Have you heard of the internet? It's this really easy to access place where I regularly post reviews of local businesses. Believe me, I do not say good things about places where I was ignored or treated disrespectfully.

Gray hair. Yes, I have some. But not enough that I need extra help. I do notice if you ignore those with true need of added assistance and patience.

What was that again? Why do you have a business? OH. To make money. Which could be difficult if I (and those within my influence) refuse to give you any in exchange for your products or services because I will not patronize your place of business.

Bathrooms? Would you use a bathroom that looks like that? One word for you. HAZMAT.

Sure, I realize I owe YOU. I should be tickled pink that I can visit your place and mingle with the upper crust. Allow me to adjust my ungrateful attitude. Much better. Now I can truly enjoy your arrogance and "you are wasting my time" viewpoint.

No, I don't want you to be kind, friendly, or ask me how my day is going. Please. Don't do that. Just grab my stuff, throw it in a bag, take my money, and toss me any change that comes back. Especially DO NOT say "Thank you. Have a great day" when I leave. That might put me over the edge with shock.

End of sarcasm.

I really miss the good old days when people (in general) were kind to each other. Common courtesy, good manners, and hard work ethics seem to be things of the past. I fear for our country, that we have forgotten many of the habits that made us great.

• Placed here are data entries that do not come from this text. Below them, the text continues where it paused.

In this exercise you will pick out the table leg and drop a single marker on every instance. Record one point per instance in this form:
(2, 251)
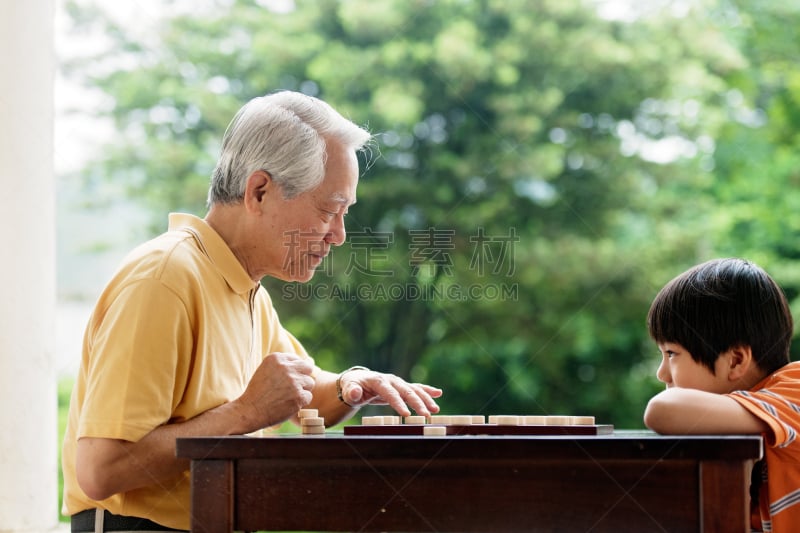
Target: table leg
(723, 509)
(212, 496)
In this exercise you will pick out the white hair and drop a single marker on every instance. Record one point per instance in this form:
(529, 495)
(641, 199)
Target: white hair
(283, 134)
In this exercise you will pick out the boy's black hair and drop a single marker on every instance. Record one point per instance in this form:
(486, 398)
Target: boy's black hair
(724, 304)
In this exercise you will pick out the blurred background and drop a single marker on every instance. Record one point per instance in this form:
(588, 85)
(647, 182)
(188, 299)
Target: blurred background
(541, 168)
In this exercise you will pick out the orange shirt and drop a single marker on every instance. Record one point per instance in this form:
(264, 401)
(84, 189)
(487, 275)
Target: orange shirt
(776, 401)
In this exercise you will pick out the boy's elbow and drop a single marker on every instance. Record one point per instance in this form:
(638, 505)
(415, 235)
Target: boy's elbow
(657, 416)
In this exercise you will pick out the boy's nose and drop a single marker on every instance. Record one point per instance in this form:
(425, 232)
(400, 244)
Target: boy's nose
(663, 374)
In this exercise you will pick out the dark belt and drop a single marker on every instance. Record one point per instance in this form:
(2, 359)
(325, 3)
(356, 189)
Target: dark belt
(83, 522)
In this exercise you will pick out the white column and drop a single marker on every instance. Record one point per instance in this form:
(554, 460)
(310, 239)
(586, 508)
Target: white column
(28, 416)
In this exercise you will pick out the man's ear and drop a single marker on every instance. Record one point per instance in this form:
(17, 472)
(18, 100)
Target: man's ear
(740, 361)
(258, 185)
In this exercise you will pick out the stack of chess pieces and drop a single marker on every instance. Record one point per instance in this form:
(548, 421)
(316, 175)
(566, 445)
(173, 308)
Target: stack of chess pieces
(436, 424)
(310, 422)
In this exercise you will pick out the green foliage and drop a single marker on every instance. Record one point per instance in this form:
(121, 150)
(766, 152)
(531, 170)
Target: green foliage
(564, 165)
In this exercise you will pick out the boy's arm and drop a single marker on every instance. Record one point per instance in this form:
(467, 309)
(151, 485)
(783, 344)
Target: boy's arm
(692, 411)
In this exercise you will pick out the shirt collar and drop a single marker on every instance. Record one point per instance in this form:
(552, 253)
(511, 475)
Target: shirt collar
(216, 249)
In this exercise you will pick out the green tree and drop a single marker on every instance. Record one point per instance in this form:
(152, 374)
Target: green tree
(517, 152)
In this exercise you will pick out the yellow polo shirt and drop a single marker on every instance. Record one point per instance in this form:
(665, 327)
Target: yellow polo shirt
(179, 330)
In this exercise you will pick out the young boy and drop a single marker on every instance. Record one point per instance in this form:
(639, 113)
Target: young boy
(724, 330)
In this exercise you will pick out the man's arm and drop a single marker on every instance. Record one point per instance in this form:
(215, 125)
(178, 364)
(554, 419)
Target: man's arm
(691, 412)
(280, 387)
(363, 387)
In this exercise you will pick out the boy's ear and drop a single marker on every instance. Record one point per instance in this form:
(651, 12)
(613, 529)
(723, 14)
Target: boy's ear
(256, 188)
(740, 361)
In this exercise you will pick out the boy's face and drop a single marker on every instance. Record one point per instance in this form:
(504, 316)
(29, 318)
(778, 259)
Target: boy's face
(678, 369)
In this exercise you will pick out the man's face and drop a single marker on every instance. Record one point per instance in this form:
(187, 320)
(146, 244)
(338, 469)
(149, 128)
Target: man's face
(302, 230)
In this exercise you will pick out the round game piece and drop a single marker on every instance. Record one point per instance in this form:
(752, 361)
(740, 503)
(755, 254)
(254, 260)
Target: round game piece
(556, 420)
(507, 420)
(534, 420)
(372, 420)
(434, 431)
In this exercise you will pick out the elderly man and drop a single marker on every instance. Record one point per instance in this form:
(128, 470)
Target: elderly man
(184, 341)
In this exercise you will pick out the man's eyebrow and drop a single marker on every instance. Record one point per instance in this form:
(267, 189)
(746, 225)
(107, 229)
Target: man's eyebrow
(342, 199)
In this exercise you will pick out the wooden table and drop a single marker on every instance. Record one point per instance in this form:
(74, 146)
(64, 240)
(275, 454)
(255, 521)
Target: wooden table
(628, 481)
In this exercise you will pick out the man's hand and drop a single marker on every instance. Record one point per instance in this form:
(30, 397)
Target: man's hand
(280, 387)
(362, 387)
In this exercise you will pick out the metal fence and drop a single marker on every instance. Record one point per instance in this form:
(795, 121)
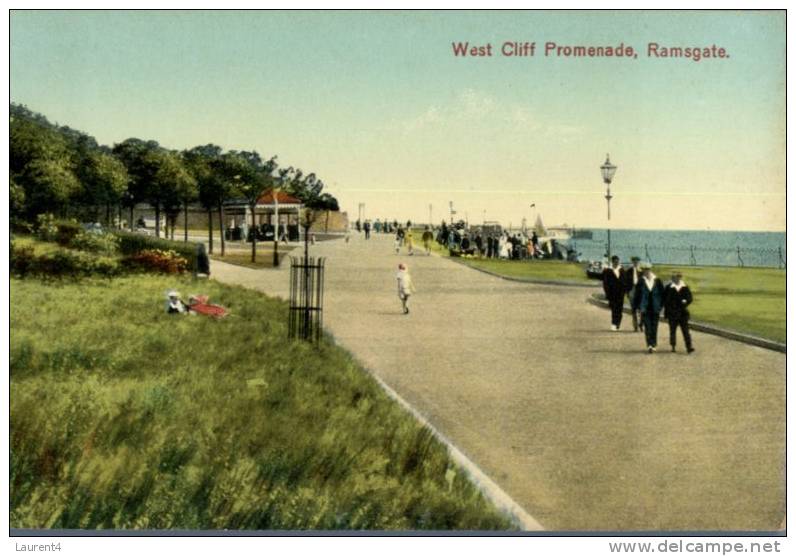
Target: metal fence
(306, 298)
(692, 255)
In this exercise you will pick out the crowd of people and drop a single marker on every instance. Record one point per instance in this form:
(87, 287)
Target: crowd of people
(648, 296)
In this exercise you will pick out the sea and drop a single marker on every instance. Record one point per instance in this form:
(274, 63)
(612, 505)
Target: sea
(687, 247)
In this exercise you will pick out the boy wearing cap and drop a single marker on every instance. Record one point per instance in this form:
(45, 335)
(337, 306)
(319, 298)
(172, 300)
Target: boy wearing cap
(614, 288)
(174, 304)
(677, 298)
(649, 300)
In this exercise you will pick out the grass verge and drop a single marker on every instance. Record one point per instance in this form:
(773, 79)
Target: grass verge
(264, 259)
(125, 417)
(749, 300)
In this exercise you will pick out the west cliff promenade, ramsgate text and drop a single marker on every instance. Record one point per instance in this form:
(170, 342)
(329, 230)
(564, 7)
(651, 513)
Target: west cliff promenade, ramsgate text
(526, 49)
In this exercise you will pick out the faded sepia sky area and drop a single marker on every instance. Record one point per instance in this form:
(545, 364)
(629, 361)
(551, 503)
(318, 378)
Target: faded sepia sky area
(379, 107)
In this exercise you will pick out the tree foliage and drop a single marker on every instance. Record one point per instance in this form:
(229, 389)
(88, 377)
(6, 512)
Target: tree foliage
(62, 170)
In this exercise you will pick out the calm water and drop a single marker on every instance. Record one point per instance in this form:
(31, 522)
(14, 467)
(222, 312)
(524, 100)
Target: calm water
(687, 247)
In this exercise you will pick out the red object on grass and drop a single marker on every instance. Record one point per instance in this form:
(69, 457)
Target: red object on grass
(199, 304)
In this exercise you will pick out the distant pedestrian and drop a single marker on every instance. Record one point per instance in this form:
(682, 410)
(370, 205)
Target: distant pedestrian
(649, 300)
(632, 277)
(405, 286)
(677, 297)
(428, 237)
(614, 284)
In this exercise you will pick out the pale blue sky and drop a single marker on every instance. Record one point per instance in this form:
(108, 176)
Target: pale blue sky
(379, 107)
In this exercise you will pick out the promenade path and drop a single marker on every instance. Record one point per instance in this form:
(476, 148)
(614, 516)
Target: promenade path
(578, 424)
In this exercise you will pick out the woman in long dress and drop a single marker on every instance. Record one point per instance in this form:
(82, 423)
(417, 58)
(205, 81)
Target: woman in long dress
(405, 286)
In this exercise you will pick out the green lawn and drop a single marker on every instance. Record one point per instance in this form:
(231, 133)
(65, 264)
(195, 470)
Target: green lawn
(750, 300)
(124, 417)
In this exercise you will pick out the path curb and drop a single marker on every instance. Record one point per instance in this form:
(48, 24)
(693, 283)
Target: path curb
(487, 486)
(595, 299)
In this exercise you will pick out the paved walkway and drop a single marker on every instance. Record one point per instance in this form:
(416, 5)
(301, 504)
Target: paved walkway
(577, 423)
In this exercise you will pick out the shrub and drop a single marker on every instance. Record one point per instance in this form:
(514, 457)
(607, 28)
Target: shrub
(157, 260)
(132, 244)
(61, 263)
(22, 259)
(95, 243)
(67, 230)
(45, 227)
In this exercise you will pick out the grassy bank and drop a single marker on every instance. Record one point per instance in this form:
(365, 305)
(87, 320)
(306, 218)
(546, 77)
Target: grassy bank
(125, 417)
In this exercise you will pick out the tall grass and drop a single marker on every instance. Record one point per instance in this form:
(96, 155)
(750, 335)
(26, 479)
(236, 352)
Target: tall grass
(125, 417)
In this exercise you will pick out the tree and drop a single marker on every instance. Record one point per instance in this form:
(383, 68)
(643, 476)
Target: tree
(105, 180)
(134, 154)
(16, 199)
(213, 190)
(173, 186)
(50, 186)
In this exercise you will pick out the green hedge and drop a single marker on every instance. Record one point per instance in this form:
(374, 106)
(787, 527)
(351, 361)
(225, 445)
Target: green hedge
(132, 244)
(63, 263)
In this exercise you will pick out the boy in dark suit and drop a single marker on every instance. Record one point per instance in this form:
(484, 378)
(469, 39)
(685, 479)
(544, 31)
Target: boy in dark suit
(632, 277)
(614, 288)
(677, 297)
(649, 300)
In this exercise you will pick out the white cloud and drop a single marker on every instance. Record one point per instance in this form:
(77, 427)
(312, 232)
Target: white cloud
(472, 106)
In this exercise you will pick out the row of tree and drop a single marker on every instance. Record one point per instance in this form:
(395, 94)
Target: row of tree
(66, 172)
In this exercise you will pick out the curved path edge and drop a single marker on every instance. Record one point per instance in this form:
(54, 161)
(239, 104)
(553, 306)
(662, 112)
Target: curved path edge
(487, 486)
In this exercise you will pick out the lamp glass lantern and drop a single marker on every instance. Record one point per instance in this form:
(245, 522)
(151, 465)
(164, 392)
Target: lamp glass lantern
(608, 170)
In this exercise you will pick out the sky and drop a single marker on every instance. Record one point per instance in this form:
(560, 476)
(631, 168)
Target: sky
(380, 108)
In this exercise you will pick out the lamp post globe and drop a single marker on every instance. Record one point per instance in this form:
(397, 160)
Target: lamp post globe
(608, 170)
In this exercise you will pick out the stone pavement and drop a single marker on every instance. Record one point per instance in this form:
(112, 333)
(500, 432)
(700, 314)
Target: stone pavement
(577, 423)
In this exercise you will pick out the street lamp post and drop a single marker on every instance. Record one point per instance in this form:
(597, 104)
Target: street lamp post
(608, 170)
(275, 192)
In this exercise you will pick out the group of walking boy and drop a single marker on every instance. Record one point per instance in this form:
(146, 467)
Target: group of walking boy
(648, 297)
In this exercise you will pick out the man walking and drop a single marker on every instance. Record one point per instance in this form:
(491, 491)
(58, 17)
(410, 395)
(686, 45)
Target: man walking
(677, 297)
(614, 288)
(649, 300)
(427, 238)
(632, 276)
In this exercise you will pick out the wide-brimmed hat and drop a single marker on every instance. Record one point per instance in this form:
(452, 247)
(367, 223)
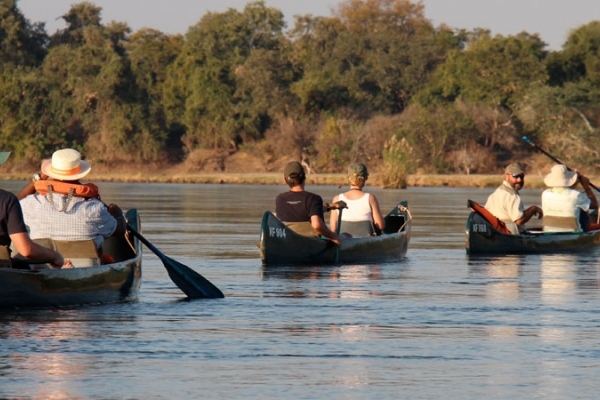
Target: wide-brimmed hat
(4, 156)
(66, 165)
(560, 176)
(358, 169)
(293, 170)
(514, 168)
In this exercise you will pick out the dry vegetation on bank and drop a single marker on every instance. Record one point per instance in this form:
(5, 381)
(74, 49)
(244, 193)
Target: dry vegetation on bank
(272, 178)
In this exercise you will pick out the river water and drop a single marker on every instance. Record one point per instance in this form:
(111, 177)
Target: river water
(437, 325)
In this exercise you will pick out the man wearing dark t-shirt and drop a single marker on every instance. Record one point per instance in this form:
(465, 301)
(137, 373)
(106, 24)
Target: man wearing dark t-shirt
(299, 206)
(13, 229)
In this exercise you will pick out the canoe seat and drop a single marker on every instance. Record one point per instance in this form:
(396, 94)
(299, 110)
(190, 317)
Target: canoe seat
(393, 223)
(495, 222)
(82, 253)
(301, 228)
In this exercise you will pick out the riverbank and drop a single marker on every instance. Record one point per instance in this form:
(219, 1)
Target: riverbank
(417, 180)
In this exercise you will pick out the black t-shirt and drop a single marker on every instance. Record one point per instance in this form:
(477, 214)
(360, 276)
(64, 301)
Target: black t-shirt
(11, 217)
(298, 206)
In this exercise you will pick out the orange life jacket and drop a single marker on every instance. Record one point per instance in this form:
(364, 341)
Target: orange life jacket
(86, 190)
(498, 224)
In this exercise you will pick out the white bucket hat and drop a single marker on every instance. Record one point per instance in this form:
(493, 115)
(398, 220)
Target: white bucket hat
(560, 176)
(66, 165)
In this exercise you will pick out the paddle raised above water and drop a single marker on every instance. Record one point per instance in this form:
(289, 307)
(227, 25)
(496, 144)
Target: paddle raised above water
(194, 285)
(550, 156)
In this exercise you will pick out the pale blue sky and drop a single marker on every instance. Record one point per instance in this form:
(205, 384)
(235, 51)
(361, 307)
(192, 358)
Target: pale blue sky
(551, 19)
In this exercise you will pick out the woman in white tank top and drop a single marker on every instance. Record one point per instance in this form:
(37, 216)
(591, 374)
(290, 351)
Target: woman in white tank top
(363, 215)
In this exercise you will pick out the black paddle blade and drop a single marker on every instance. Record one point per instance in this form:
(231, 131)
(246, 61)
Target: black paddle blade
(194, 285)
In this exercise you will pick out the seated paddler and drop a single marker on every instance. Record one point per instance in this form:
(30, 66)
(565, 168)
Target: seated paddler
(300, 210)
(566, 209)
(57, 205)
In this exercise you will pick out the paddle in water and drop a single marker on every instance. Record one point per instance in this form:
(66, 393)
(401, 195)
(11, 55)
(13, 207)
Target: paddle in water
(338, 205)
(194, 285)
(550, 156)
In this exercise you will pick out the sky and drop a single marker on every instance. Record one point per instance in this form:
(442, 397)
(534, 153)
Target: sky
(552, 20)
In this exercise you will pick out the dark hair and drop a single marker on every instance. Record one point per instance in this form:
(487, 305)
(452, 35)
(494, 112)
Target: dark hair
(295, 179)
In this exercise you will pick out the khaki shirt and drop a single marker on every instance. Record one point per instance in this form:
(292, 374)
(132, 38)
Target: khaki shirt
(505, 204)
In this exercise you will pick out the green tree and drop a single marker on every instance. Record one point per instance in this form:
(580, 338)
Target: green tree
(201, 90)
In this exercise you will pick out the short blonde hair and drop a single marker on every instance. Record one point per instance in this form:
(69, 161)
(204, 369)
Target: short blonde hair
(356, 180)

Yes. I do think good manners and courtesy make us great. If you have a job, be thankful. You are there to work. Having a positive attitude that goes along with a willingness to work hard in a professional way is essential for employees. And their employers.

Wondering what other establishment I can torment today when I visit and expect customer service . . .

DISCLAIMER: I do understand that people have bad days. Really. I get that. I have bad days when all I want to do is get in, get what I need, and get out. But when the same people/employees/places of business ALWAYS have bad days, one wonders. I try to be a good customer, pleasant, helpful, tidy, respectful. I even try to cheer up the occasional checker or worker who is down in the dumps. But one can't live and work in the dump all the time. It gets a bit smelly in there.

Let's chat. Where have you experienced excellent customer care? What do you think is important to find in great customer service? How have you turned a bad customer/employee situation into a better day for all involved?

PS I added the lovely lavender to avoid incriminating any specific business. Plus I adore lavender. This was taken at the Selah Ridge Lavender Farm.